According to an article in Politico, Bernie Sanders, during his 1974 campaign for the Senate on Vermont’s Liberty Union Party ticket, called the Central Intelligence Agency “a dangerous institution that has got to go.” Sanders complained that the CIA was only accountable to “right-wing lunatics who use it to prop up fascist dictatorships.”
Jeremy Bash, a former CIA chief of staff who is now an adviser to Hillary Clinton’s campaign, told reporter Michael Crowley that Sanders’ comment “reinforces the conclusion that he’s not qualified to be commander in chief.” Bash explained: “Abolishing the CIA in the 1970s would have unilaterally disarmed America during the height of the Cold War and at a time when terrorist networks across the Middle East were gaining strength.” Bash was chief of staff for Leon Panetta at both the CIA and Defense Department, and now runs a consulting firm called Beacon Global Strategies.
But Sanders’ position is not that radical: Many prominent politicians, including two previous Democratic commanders in chief, have called for the CIA to be dismantled or severely constrained.
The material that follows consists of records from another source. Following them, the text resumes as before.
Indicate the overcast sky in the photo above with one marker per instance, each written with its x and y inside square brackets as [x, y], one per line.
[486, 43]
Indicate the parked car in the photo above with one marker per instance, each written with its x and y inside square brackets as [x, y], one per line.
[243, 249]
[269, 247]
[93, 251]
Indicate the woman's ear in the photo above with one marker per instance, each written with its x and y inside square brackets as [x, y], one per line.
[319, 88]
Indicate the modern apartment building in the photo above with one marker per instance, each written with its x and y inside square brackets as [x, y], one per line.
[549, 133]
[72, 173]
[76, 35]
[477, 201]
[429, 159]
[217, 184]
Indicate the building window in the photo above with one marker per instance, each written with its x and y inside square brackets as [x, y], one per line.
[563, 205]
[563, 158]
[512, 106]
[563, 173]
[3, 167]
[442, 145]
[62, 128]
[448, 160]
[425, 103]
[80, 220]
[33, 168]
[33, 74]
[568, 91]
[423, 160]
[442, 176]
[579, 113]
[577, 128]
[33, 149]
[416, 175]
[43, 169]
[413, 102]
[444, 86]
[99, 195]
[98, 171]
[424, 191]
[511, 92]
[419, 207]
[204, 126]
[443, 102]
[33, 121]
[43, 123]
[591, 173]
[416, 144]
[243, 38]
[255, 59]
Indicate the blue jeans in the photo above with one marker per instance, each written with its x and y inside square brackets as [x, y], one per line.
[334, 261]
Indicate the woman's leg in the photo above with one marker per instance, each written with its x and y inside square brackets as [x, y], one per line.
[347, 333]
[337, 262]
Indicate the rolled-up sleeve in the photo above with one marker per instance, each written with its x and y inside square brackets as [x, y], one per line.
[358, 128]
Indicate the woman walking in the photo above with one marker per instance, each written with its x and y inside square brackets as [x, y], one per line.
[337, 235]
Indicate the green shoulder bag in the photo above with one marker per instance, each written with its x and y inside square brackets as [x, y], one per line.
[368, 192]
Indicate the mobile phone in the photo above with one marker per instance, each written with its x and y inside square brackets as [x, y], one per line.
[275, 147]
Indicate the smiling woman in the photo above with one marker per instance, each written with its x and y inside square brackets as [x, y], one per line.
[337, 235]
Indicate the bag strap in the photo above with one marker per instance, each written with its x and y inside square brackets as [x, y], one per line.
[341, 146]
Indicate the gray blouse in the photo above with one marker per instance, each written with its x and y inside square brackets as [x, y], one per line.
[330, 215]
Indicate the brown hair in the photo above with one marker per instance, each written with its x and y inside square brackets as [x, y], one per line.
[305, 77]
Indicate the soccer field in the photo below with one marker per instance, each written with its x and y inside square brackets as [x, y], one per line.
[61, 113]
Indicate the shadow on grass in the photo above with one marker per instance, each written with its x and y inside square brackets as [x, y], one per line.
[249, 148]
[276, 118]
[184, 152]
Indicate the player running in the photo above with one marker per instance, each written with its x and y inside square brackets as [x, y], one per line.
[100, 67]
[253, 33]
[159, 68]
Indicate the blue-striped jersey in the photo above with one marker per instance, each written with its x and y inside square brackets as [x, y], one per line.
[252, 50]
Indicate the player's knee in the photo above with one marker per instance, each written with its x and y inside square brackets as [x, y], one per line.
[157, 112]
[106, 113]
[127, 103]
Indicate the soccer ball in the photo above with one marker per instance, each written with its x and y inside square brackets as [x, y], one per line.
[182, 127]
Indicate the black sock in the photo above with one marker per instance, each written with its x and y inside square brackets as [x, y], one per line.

John F. Kennedy famously described his desire to “splinter the CIA into a thousand pieces and scatter it into the winds” after the disastrous Bay of Pigs invasion of Cuba. Peter Kornbluh points out in his book Bay of Pigs Declassified that the State Department at that same time proposed the CIA be stripped of its covert action capacity and renamed. However, the CIA escaped any serious repercussions — partly because, as Kornbluh explains, the CIA’s then-director, John McCone, made sure that most of the copies of a damning report on the Bay of Pigs by the agency’s own inspector general were literally burned.
Then in 1963, after Kennedy’s assassination, Harry Truman wrote a newspaper column explaining that “I never had any thought that when I set up the CIA that it would be injected into peacetime cloak and dagger operations. … I, therefore, would like to see the CIA be restored to its original assignment as the intelligence arm of the president … and that its operational duties be terminated or properly used elsewhere.”
Beyond the two presidents, Truman’s Secretary of State Dean Acheson wrote in his 1969 memoirs that upon the CIA’s creation he “had the gravest forebodings about this organization and warned the president that as set up neither he, the National Security Council, nor anyone else would be in a position to know what it was doing or to control it.”
In 1975 — that is, after Sanders’ statement — a congressional investigation of the CIA by senators including Walter Mondale and Gary Hart declared that “policy and procedural barriers are presently inadequate to insure that any covert operation is absolutely essential to the national security. These barriers must be tightened and raised or covert action should be abandoned as an instrument of foreign policy.” (My italics. The Politico article does mention and quote the investigation’s findings.)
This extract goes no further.